I can also empathize with your fears about talking about your feelings with your boyfriend. I entered a severe depressive episode while a year into a serious relationship and it ruined it. I went from energetic, social, and ambitious to an absolute mess who was miserable to be around. I spiraled down hard. I left school, fell into drug addiction, and developed suicidal thoughts, yet my even then my SO tried very hard to stick with me through all of it. After 6 months of this however I pushed her away because I wanted her to be happy and I couldn't see how that was possible with someone as "broken" as me. I don't know if this saved her any pain in the long run, but it made it much much harder to break out of my depressive cycle.

My advice, you should still talk with your boyfriend or your friends about how you feel. Chances are they already know that somethings wrong, though they likely don't fully understand the difficulty and pain you're dealing with.
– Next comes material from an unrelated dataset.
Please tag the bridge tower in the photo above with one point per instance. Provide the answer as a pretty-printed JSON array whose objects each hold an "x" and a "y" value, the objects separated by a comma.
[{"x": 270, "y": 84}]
What you need is a support network to help you through this difficult period however, and while it can seem frightening admitting to your friends or SO that you're feeling depressed, at the end of the day all they want is for you to feel happy and good about yourself and they'll help however they can.

The bottom line is yes, what you're feeling is legitimate, and yes, you can get through this. You'll never wake up one morning and feel suddenly cured, but one day you will be able to look back on this moment as a dark period of your life you were able to overcome, and you will feel all the stronger for it.